2. Have libraries explicitly say "I am replacing this symbol from this library", instead of just happening to have a name collision and be loaded first. OS X does this via the interpose section: the format is an array of structures of two pointers, the new function and the old one. The old "pointer" is usually a dynamic relocation, which means all the information in a dynamic relocation is present, including info about which library you're interposing on. The linker looks at all interpose sections of libraries at startup (again, in the common case, this is empty) and applies those overrides when it's about to resolve something to the old function.
It is a feature that is useful for many standard C library functions, a few functions in other commonly used libraries, and next to no functions in application libraries in cases like the parent's OOo example.
A reasonable approach to designing shared libraries would be to allow interposition as a non-default feature for explicitly marked symbols, and use fast direct binding by default.

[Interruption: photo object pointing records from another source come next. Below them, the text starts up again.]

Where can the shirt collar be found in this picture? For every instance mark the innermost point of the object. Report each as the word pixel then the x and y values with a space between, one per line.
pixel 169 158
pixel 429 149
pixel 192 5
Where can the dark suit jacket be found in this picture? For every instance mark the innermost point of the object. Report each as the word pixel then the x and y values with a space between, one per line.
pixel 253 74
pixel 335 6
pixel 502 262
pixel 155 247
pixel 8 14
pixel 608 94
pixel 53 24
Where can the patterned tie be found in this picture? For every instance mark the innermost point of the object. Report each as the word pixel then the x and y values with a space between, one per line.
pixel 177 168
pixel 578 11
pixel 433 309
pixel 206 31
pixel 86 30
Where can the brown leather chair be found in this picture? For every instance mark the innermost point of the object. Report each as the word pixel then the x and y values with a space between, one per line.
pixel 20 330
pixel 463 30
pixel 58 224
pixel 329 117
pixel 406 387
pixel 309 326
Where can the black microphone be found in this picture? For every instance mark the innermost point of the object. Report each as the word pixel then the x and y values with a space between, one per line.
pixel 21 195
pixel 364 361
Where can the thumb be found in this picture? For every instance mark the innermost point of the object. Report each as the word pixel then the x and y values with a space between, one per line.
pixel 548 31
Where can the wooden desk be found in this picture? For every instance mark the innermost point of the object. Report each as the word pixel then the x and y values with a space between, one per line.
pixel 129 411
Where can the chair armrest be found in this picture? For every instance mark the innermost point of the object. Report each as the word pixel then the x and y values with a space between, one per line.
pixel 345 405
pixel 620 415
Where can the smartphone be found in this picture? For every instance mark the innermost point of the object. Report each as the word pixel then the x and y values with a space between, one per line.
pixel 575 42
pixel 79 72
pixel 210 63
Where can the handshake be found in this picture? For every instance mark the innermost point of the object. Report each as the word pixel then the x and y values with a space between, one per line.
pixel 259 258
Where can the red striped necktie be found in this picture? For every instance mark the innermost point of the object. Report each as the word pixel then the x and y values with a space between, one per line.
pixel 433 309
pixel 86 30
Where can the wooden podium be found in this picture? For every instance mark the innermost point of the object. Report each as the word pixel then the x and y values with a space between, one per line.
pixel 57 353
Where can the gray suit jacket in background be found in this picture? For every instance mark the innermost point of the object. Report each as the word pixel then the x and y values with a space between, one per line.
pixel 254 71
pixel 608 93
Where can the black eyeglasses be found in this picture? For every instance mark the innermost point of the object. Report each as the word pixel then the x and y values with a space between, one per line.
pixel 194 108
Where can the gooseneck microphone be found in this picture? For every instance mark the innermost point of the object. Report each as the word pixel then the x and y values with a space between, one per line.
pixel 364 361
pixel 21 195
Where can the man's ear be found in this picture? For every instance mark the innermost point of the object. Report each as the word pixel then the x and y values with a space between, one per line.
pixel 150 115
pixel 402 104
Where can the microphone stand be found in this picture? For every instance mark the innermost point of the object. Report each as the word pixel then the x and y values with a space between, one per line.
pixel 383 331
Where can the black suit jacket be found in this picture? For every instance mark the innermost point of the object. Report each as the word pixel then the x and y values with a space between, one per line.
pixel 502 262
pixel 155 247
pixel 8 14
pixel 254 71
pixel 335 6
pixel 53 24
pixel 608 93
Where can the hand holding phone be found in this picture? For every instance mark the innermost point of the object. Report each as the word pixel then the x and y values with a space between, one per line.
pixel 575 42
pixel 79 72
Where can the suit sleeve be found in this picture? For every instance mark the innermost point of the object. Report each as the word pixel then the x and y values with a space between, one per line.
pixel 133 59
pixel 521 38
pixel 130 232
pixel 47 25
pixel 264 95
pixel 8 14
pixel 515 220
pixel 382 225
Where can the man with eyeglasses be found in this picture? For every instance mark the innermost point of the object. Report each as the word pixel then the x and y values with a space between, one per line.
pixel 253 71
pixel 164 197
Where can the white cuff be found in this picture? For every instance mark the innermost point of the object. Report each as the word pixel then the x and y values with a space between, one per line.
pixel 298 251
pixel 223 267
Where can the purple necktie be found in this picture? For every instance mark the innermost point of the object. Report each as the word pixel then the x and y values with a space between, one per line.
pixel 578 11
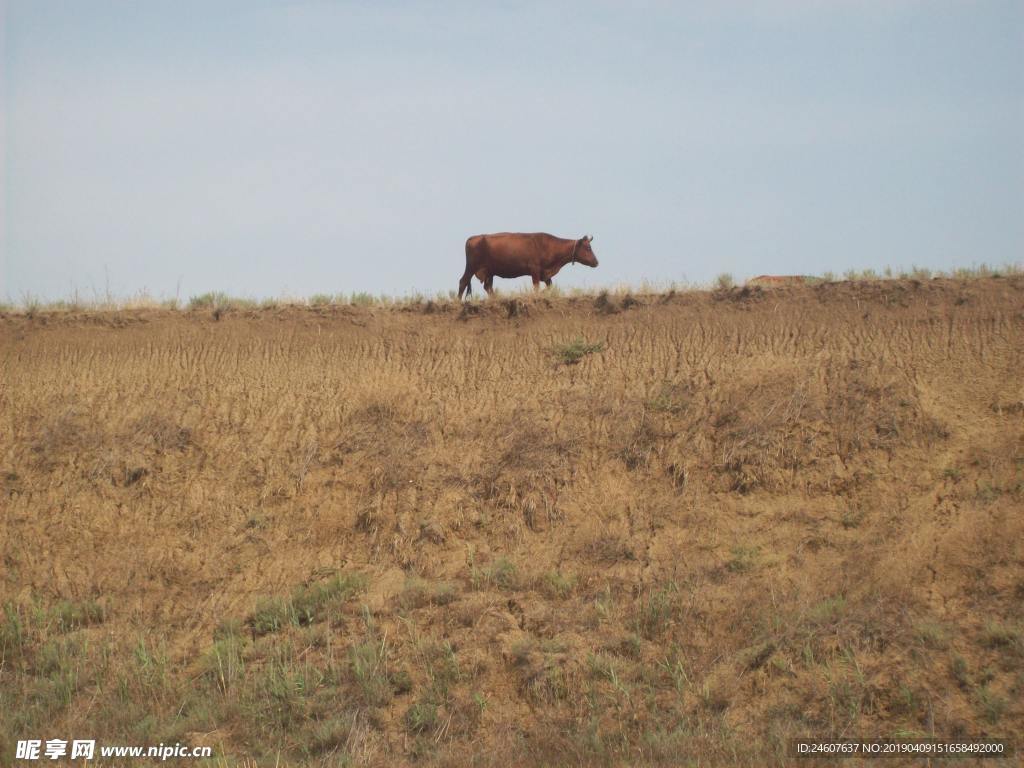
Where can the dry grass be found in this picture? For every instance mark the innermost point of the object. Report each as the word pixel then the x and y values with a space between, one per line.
pixel 631 528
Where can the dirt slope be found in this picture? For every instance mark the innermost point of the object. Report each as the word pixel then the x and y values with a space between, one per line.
pixel 671 528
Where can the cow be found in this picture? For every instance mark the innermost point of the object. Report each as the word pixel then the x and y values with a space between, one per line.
pixel 515 255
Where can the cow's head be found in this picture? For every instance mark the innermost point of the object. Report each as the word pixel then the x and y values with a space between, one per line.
pixel 584 253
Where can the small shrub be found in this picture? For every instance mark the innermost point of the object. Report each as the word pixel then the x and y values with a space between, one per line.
pixel 743 559
pixel 209 300
pixel 576 350
pixel 655 611
pixel 501 573
pixel 558 585
pixel 73 615
pixel 421 717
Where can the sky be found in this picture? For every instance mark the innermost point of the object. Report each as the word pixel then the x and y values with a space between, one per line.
pixel 289 147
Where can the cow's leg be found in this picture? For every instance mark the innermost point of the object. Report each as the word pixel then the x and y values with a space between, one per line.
pixel 464 284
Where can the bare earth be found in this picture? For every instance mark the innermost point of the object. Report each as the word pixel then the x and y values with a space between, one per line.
pixel 423 535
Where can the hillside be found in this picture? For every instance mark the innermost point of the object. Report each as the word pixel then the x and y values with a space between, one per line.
pixel 644 529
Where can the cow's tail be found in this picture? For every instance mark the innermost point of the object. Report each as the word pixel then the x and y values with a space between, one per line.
pixel 465 285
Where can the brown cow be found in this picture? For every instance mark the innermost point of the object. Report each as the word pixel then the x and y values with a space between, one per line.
pixel 515 255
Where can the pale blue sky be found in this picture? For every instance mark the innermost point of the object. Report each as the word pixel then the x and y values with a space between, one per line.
pixel 271 147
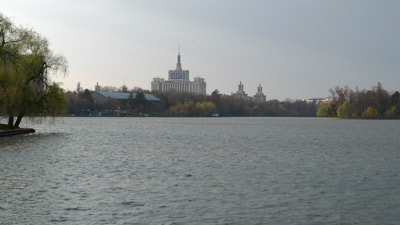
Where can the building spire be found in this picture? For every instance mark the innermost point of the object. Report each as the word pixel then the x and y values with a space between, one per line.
pixel 178 65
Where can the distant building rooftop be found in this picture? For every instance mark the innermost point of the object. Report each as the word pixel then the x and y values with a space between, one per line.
pixel 100 96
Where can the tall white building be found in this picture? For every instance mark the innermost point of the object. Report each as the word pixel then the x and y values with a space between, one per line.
pixel 259 96
pixel 178 80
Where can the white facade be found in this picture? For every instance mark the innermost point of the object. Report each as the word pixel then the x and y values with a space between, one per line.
pixel 259 96
pixel 178 80
pixel 241 94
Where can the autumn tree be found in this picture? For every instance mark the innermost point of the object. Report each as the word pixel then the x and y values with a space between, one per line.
pixel 347 110
pixel 26 62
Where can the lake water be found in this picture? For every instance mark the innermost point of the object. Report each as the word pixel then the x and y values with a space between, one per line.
pixel 202 171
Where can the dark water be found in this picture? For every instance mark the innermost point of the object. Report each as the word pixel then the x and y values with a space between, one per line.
pixel 202 171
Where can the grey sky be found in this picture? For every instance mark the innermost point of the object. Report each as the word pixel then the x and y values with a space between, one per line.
pixel 295 49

For the case you describe, I can imagine that it could be possible to implement on the system level some caches of the necessary module info for any application that is started, which would be valid at least until something new is installed on the system and in case of somebody developing something, he'd have to disable it for the application he's testing.
That's what "prelink" did, but IMHO the cure was worse than the disease. prelink would modify all your executables in /usr/bin, breaking them in some cases (for example if they contained any non-standard ELF section). It also required invasive changes in RPM and SELinux. Prelink is dead upstream and was dropped from Fedora a few releases back.
For reference, macOS has something like prelink in the form of the dyld shared cache, where a daemon just links together every shared library in the standard system directories and stores the result in a separate cache file. Then that file is essentially mmapped into every process on the system, so the dynamic linker has very little work to do at process startup. (For whatever reason, executables aren't included, so it still has to link those, but that's just an implementation quirk.) This works quite well, though it wastes a ton of disk space (essentially duplicating each library on disk).
Too bad macOS is really slow to start processes anyway, compared to Linux, because the kernel sucks.
I can imagine that there are surely some weak points, still I'd like to know if you can or will provide some specifics about macOS' kernel suckiness which are technical enough. I expect that you can as you wrote about dyld shared cache. Thanks.
While 60ms may not sound like a lot, I've been trying to get qemu boot times down to the hundreds of milliseconds (for lightweight VMs and sandboxing). It's been quite successful, but 60ms is now a significant chunk of the total boot time.
Edit: Sure I'm aware I could compile my own custom qemu, or statically link, but that's really not the point. I want qemu to boot very fast for everyone, and each of those shared libraries is a feature that someone, somewhere wants.